Now we can try this with different values of size. But still, retyping (or copy/pasting) this is kind of tedious. So we can define our own function called box (or whatever you want to call it), which takes one argument called size (or whatever you want to call it) as input:

def box(size):
  "Draw a box of stars with dimensions size by size."
  for i in range(size):
    for j in range(size):
      print '*',
    print ' '

and then call it like so:

box(5)
box(7)

(See the line in there that looks like English? That's a docstring -- a special kind of "comment-y" thing for Python functions. It's entirely optional, but if you use it, you're automatically populating standard Python help content for your code. If you end up writing code that others maintain, they'll likely really appreciate having help, so writing docstrings for all your functions is a great habit to have. And even if you're the only one reading your code, docstrings may still help you so you don't have to remember what your functions do.)
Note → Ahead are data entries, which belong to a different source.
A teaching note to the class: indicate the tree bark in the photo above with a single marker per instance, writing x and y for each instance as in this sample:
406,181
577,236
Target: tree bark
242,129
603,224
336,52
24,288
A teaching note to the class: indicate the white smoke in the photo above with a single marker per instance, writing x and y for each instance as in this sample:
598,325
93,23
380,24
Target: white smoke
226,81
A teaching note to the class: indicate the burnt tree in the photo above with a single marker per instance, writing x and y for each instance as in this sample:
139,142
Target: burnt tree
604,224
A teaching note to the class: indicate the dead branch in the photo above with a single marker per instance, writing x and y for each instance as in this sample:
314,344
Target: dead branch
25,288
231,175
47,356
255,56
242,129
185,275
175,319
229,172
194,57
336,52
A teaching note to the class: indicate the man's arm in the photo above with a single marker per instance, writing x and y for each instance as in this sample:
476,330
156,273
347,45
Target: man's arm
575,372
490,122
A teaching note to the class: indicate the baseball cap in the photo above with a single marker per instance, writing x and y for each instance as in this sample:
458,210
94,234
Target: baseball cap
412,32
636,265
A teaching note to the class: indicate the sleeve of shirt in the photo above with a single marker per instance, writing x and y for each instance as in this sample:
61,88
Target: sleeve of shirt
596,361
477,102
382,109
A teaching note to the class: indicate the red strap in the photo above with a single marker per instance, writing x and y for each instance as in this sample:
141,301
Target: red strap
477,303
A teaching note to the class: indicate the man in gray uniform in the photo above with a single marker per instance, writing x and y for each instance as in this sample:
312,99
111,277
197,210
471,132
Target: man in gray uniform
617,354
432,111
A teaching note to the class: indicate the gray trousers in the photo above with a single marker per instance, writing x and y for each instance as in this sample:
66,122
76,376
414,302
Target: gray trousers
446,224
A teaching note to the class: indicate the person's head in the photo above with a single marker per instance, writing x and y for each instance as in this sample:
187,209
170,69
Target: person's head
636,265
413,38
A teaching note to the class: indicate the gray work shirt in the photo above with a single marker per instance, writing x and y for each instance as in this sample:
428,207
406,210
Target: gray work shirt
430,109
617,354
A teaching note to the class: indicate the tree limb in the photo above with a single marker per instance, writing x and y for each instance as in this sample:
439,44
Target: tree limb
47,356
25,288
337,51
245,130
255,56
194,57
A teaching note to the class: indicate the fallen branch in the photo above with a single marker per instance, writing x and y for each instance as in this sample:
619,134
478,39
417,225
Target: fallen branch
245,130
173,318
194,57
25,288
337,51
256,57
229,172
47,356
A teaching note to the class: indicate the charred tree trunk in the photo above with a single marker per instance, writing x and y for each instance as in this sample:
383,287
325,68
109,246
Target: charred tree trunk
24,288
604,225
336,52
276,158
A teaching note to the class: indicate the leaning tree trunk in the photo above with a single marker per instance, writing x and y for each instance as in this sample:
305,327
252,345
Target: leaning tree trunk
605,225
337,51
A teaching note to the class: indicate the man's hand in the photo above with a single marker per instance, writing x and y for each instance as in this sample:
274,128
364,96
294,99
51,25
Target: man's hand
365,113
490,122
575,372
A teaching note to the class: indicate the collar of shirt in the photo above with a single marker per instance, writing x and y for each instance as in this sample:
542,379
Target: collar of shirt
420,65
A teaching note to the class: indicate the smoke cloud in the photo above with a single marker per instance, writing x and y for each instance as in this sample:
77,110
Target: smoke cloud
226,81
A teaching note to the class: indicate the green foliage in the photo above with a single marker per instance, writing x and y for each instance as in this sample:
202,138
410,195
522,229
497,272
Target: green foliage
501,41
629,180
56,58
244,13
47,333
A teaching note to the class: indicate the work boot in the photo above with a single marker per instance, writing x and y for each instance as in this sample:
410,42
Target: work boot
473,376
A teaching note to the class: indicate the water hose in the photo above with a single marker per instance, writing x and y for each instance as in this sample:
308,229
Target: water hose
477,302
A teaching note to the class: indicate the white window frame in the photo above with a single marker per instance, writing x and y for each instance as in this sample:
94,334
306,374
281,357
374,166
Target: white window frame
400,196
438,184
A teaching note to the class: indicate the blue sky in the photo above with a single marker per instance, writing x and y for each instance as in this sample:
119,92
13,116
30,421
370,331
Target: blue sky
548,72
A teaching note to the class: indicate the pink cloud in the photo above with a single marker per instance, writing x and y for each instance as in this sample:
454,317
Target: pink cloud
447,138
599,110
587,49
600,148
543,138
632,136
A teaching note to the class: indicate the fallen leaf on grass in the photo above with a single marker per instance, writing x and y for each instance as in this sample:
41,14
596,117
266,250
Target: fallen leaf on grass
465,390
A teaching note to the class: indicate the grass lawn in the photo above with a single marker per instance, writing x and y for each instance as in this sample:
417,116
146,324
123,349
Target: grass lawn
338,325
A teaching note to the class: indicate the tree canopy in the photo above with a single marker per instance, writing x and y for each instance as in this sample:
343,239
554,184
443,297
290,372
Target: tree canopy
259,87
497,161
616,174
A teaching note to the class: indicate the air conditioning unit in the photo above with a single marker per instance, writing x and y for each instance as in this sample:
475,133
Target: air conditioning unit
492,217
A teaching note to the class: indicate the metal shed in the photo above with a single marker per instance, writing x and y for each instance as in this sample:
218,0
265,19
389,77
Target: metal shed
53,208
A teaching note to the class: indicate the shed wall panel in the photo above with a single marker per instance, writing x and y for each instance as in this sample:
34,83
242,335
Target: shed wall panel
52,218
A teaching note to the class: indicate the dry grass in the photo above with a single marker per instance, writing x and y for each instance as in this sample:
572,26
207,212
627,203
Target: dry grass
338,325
You can also define a function that takes two arguments (or three arguments, or no arguments):

def box(size, char):
  "Draw a box of character char with dimensions size by size."
  for i in range(size):
    for j in range(size):
      print char,
    print ''

You call it like so:

box(5, '#')

Actually, it turns out there's an easier way to print something repeatedly. Try this:

'#' * 5

So here's an alternate version of the function:

def box(n, char):
  "Draw a box of character char with dimensions size by size."
  for i in range(size):
    print char * size


box(5, '#')

It's very often the case that there are multiple ways to write code that produce the same output. Sometimes one way is faster than another, or easier to read than another, and sometimes there's really no sense in which one is "better" than another.

(One other note: The box function just prints things. Usually though, you'll see functions that return values. To be explicit, we could have ended the box function with the line return None.)
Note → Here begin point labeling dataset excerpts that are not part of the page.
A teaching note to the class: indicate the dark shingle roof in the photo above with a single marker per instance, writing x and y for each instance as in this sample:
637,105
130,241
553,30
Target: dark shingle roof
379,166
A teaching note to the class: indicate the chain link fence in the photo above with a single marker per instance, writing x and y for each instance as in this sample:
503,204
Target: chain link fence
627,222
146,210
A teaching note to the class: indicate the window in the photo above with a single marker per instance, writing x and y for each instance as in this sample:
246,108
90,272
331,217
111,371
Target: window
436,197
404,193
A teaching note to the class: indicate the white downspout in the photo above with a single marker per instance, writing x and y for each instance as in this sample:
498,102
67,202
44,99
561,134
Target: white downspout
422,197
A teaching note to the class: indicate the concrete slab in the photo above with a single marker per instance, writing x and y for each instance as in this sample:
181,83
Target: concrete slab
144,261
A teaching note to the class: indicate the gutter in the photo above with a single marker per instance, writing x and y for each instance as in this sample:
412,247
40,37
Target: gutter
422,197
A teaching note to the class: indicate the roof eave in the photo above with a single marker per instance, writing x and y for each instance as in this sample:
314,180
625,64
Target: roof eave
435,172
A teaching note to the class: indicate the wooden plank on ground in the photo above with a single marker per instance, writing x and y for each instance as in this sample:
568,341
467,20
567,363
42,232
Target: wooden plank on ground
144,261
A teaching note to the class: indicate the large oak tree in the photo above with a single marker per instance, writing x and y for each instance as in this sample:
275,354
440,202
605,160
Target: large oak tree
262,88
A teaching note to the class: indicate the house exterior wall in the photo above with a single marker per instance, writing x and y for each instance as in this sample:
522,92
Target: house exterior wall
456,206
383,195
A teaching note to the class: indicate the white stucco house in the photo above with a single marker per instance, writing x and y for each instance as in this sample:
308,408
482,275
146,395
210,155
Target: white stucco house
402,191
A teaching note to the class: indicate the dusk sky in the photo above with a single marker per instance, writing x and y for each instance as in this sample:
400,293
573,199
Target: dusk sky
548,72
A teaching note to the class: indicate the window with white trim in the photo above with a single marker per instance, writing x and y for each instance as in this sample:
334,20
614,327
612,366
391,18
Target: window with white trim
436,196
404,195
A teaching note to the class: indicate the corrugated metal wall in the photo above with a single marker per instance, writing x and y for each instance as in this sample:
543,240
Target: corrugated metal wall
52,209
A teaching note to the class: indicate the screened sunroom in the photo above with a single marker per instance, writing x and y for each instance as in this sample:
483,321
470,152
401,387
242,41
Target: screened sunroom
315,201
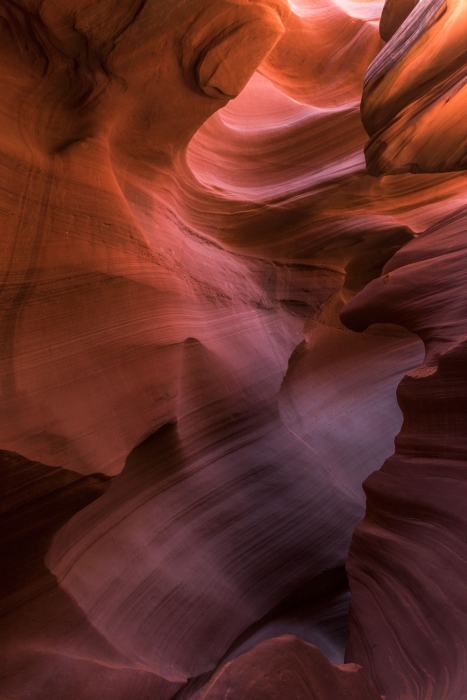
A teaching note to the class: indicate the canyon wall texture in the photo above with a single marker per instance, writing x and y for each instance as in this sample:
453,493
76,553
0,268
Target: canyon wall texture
212,285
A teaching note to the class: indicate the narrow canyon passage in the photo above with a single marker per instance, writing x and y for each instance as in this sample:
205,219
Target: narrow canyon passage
232,349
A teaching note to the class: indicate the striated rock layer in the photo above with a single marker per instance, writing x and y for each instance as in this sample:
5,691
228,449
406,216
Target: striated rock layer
407,560
193,418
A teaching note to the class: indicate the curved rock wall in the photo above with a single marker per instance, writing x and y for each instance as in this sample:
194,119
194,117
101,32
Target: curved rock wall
177,269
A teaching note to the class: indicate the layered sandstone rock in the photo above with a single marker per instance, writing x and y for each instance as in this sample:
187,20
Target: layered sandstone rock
174,265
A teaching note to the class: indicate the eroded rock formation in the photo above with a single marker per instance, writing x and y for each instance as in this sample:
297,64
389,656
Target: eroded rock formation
186,420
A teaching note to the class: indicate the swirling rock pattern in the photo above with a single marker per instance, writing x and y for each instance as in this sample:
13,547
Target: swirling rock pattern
198,419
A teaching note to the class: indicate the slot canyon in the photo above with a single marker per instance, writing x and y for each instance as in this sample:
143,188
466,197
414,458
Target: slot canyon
233,350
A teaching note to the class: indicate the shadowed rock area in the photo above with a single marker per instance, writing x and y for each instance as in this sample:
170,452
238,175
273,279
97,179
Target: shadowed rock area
232,349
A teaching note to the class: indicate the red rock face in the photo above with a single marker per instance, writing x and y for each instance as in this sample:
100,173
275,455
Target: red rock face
207,305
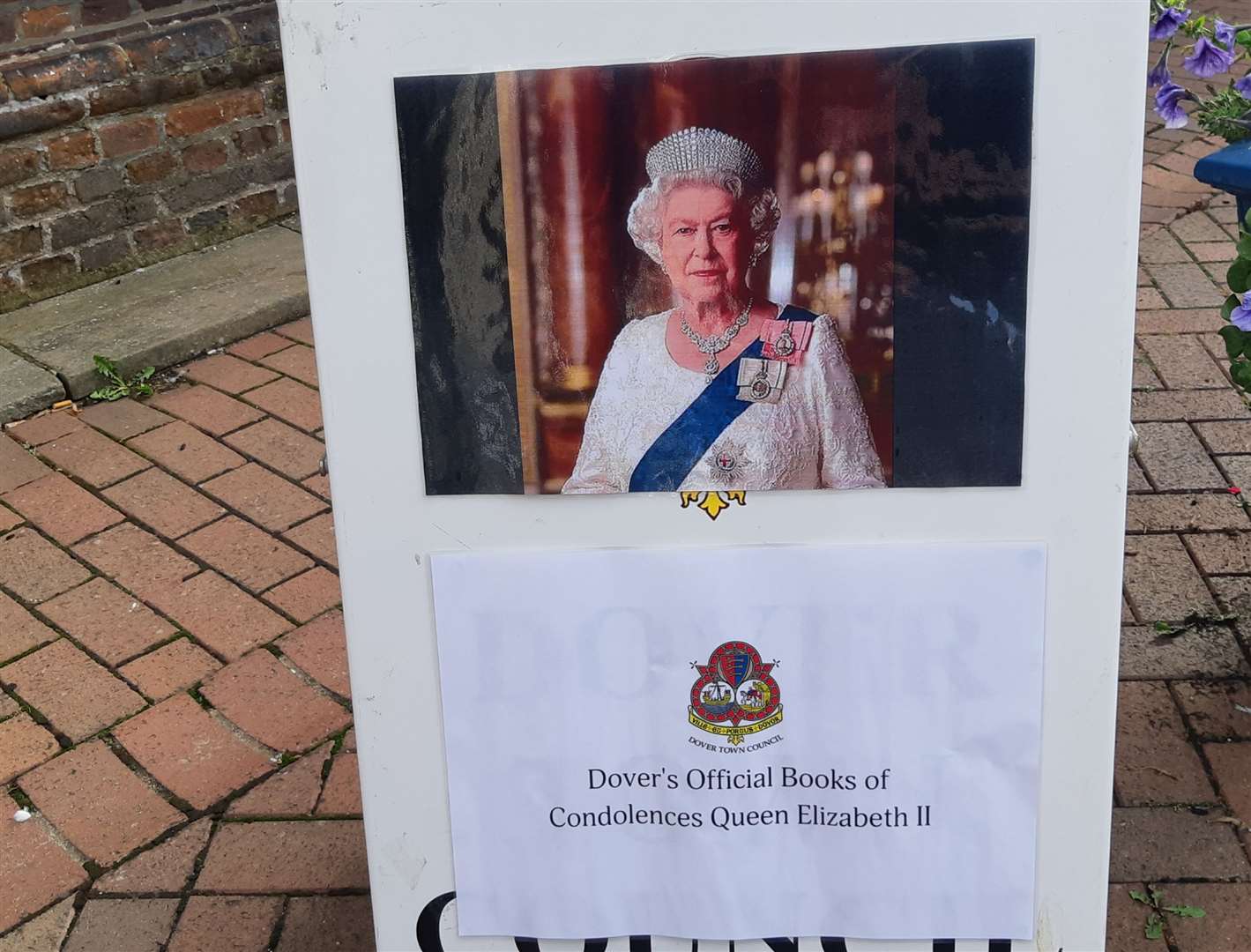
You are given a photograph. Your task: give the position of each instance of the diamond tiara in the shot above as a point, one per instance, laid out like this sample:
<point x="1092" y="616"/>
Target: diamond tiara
<point x="697" y="148"/>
Functions are really common in Python, as they allow you to organize your code and put the nitty-gritty details in functions rather than in the main code block. Probably most of the code that you write will be in functions.

Fun with files

Here's how to do some stuff with files. First, we need a file. For these examples, I created a file called adacamp.wiki, which contains the wiki markup of the AdaCap page from the geekfeminism wiki.

You'll need to create this file (or some other file) now:

(I know I'm handwaving over this. Ask and someone will show you how to get this file and where to save it.)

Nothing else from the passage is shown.